Alain Keler expose à la Bibliothèque universitaire et à Créapolis jusqu’au 14 avril.
Le Havre – J’ai rendez-vous avec Alain Keler pour une interview au sujet de la magnifique exposition « Vents d’Est, les minorités dans l’ex-monde communiste » qui se tient à la Bibliothèque Universitaire. Je me sens fébrile, dans une envie de perfection. J’ai hâte de partir à la rencontre de ses images dont les quelques reproductions du dossier de presse m’ont donné l’eau à la bouche ; j’ai hâte de m’entretenir avec l’homme pour évoquer avec lui ce qu’est le photojournalisme aujourd’hui, « une époque où l’image dans la presse a été sacrifiée à l’autel de l’économie financière ». Mais il me le dira plus tard : « Une nouvelle génération est née. Passionnée, elle s’engage avec ferveur, va jusqu’au bout de ses envies ». Et des magazines récents donnent de nouveau la part belle à leur boulot. Ouf !
Vite, il faut que je passe à la rédaction chercher l’appareil photo. Arrivée dans les lieux, je m’aperçois que le Reflex a disparu, ma collègue probablement partie avec. Pendant quelques secondes, je la déteste. Je m’empare du seul appareil dispo, le numérique de base avec lequel je ne me suis pas encore familiarisée. Je déteste çà : partir en reportage avec un appareil photo inconnu. Bon, je fais confiance à ma capacité d’improvisation.

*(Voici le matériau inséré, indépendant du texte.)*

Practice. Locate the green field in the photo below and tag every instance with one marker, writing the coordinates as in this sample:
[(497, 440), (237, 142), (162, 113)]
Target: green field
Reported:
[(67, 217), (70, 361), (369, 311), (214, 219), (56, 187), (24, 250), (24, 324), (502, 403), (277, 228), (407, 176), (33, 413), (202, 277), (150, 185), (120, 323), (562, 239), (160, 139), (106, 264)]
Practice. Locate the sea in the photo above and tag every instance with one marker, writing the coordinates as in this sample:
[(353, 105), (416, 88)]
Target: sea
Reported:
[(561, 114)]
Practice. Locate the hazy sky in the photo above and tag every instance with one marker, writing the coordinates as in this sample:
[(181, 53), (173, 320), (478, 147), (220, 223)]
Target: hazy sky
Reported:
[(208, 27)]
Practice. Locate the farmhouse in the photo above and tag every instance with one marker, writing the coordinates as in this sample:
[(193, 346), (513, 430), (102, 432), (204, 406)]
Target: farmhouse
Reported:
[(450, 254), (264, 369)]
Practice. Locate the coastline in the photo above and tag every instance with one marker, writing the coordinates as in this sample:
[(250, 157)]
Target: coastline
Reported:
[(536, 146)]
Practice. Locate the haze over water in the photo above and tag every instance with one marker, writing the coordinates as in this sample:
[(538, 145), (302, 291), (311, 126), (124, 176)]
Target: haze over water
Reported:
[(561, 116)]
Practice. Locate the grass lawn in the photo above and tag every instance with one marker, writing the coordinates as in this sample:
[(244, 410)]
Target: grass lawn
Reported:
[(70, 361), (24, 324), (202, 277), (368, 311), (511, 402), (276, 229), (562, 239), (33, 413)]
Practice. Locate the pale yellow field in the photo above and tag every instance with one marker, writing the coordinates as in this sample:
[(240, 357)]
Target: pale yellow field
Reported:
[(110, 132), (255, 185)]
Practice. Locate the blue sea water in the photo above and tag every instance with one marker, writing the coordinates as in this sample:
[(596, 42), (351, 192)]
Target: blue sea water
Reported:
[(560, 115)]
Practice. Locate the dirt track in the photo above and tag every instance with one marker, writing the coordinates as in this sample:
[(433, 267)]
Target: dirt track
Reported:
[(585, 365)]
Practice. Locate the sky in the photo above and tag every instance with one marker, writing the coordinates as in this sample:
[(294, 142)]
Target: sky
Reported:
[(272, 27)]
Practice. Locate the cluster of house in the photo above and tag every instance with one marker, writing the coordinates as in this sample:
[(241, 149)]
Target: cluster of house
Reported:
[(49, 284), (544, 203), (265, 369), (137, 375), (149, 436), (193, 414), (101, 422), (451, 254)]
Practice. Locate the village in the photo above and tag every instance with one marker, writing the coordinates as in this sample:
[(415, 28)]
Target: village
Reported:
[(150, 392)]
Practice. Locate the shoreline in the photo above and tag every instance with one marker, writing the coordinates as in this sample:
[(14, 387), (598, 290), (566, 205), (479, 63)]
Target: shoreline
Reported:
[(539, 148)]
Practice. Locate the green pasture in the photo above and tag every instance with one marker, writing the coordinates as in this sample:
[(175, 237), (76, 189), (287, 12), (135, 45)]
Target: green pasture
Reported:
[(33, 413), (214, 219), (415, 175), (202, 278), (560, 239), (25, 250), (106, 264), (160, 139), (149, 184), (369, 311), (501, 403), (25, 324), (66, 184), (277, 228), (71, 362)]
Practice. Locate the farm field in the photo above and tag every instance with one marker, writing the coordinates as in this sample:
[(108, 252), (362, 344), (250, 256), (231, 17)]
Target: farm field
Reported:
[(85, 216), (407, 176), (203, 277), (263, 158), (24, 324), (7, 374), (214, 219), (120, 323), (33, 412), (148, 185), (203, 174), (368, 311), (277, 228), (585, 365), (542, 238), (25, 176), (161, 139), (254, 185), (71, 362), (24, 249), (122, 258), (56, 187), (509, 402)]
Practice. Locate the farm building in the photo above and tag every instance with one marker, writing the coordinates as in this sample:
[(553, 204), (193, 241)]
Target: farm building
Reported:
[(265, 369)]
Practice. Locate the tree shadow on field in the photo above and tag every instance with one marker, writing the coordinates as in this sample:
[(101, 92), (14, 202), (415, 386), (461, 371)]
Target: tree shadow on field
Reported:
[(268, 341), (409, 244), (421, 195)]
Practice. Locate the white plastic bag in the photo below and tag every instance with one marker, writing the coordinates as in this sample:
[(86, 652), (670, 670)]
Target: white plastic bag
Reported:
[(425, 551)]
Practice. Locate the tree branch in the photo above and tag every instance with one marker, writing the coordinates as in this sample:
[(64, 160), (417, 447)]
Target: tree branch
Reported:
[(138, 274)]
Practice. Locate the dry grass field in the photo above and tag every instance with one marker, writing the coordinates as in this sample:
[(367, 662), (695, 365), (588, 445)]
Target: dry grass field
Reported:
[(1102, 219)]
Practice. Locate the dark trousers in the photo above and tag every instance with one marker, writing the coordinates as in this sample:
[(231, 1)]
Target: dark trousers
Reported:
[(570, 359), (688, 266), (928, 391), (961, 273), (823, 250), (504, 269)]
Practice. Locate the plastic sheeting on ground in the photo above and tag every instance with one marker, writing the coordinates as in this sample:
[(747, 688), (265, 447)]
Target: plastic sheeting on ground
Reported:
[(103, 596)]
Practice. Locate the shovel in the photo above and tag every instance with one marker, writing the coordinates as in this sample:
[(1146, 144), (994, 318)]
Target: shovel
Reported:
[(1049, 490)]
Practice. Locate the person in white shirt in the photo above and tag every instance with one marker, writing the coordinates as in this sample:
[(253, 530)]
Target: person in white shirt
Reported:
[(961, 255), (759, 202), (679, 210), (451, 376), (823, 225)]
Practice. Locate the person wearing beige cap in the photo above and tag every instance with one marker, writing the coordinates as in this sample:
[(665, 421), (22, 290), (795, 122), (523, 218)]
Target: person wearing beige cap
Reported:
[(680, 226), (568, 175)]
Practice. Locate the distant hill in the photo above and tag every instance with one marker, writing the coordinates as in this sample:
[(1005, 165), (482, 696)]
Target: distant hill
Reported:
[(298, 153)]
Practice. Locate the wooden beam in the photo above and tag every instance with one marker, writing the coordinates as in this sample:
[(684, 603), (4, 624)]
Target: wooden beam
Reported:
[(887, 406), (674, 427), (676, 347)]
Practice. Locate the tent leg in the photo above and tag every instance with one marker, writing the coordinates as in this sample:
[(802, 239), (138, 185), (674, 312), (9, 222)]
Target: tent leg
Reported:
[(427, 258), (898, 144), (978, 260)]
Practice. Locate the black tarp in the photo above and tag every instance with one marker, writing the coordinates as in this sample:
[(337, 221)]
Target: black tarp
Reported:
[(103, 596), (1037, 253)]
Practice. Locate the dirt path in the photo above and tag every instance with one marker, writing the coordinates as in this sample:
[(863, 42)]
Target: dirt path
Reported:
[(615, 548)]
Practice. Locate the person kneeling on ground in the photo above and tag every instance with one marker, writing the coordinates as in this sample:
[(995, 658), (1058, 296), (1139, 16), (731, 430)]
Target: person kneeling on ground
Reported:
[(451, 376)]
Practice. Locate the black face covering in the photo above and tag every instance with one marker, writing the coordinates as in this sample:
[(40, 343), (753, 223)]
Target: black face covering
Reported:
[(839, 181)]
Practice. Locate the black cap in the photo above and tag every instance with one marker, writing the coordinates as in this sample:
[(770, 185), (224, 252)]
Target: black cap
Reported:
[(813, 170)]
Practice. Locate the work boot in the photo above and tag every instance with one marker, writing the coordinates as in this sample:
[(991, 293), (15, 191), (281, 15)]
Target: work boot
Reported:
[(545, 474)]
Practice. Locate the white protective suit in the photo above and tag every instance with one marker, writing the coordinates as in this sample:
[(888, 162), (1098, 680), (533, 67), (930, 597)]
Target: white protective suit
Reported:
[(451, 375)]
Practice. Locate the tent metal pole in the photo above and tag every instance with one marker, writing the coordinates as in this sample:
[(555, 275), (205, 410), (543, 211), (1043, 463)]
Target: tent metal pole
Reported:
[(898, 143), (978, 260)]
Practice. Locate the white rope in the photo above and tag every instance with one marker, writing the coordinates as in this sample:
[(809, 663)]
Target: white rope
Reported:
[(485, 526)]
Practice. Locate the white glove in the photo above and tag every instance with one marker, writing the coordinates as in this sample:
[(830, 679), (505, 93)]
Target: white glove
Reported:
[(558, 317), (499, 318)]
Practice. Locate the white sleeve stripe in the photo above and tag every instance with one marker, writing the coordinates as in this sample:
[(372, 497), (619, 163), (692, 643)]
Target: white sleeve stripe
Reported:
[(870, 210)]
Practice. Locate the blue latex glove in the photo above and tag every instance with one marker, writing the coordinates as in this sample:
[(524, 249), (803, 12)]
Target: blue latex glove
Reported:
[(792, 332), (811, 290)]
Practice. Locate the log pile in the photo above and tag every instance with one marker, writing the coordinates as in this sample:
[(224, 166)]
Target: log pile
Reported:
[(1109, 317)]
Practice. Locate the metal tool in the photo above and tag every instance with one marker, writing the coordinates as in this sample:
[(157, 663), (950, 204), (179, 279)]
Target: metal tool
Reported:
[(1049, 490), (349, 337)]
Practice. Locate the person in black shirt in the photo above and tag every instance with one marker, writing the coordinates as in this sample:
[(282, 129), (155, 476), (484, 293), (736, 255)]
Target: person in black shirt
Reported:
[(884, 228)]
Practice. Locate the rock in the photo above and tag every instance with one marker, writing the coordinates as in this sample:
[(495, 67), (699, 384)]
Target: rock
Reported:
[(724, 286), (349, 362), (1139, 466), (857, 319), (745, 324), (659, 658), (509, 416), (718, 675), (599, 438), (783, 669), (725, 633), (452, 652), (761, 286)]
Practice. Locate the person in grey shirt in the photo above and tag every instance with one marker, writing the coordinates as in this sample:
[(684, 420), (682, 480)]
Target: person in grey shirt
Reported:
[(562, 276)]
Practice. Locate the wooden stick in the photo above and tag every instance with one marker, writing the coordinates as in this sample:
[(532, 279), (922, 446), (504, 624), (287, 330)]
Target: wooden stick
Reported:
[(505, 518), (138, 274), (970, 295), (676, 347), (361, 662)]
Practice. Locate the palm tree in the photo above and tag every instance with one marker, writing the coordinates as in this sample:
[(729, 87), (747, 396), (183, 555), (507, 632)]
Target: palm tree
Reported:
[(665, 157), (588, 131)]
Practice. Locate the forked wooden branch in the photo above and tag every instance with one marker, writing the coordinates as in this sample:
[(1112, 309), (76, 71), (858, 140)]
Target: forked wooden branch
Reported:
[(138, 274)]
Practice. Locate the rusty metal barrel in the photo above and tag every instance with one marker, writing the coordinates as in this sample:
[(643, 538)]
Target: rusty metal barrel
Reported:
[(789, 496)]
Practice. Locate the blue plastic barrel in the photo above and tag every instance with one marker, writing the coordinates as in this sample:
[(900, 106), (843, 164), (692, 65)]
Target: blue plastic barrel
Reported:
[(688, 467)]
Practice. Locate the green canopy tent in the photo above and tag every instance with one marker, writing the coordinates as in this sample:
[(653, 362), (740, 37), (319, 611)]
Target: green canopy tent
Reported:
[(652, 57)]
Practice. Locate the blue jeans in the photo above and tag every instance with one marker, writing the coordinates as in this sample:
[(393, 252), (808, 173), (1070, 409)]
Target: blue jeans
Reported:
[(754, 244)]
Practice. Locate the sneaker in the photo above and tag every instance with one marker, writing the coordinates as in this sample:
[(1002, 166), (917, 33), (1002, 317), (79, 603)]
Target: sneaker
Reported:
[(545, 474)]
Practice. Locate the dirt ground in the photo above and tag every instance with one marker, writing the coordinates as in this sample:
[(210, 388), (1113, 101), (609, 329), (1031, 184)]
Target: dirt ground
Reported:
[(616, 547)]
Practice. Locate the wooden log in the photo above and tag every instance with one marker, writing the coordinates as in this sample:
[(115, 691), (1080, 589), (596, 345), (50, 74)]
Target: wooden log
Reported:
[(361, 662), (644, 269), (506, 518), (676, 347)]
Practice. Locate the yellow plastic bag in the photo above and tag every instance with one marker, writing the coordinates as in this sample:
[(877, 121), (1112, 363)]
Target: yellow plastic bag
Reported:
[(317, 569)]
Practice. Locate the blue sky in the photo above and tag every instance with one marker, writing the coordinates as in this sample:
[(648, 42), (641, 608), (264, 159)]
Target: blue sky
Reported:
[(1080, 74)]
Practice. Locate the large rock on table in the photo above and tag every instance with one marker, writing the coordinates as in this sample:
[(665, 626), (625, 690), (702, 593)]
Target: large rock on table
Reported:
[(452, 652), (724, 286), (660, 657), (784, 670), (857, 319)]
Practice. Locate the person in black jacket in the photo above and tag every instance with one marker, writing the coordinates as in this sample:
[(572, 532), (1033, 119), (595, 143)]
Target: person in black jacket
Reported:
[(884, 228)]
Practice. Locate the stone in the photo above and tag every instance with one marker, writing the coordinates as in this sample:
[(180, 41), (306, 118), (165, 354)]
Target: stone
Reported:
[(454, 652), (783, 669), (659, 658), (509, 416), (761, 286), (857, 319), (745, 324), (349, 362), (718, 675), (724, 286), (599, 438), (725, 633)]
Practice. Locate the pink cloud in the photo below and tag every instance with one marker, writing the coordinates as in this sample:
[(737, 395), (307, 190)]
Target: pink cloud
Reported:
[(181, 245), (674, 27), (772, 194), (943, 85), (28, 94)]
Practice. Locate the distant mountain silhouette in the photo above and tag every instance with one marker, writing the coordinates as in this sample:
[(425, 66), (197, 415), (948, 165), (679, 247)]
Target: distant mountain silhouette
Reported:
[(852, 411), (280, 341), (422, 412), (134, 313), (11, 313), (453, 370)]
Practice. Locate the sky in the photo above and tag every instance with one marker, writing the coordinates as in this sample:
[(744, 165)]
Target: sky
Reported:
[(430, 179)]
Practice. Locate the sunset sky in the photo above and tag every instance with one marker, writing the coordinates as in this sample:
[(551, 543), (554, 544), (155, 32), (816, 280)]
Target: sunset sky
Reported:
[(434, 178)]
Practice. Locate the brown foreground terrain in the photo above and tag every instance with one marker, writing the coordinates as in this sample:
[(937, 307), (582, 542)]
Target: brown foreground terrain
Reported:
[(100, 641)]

L’iPhone contre le ridicule
L’entretien avec Alain Keler se révèle passionnant et s’étire un peu dans le temps. Arrive tout de même l’instant où je me dois de prendre l’invité en photo. De nouveau, je me sens fébrile. Ai-je raison ? C’est la honte qui s’emparera bien vite de moi quand, au moment de capturer l’image, j’ai juste le temps de voir l’icône de la batterie m’indiquer qu’elle est vide. Et là, plus rien, rideau. L’appareil s’éteint. « Doris, je te hais ! ». Sourire d’Alain Keler qui me tend son iPhone. C’est ce formidable outil, il me l’avait confié précédemment, qui le réconcilie aujourd’hui avec le numérique. Il publie d’ailleurs ses images « dernière génération » sur son blog (http://alain-keler.tumblr.com).
Je vois là comme une invitation à partager son engouement, moi, qui me sens me dissoudre dans le ridicule. Mais je le découvre encore, le ridicule ne tue pas. Et mon seul et unique portrait d’Alain Keler est donc un portrait à l’I-Phone.
Alain Keler expose à la Bibliothèque universitaire et à Créapolis jusqu’au 14 avril.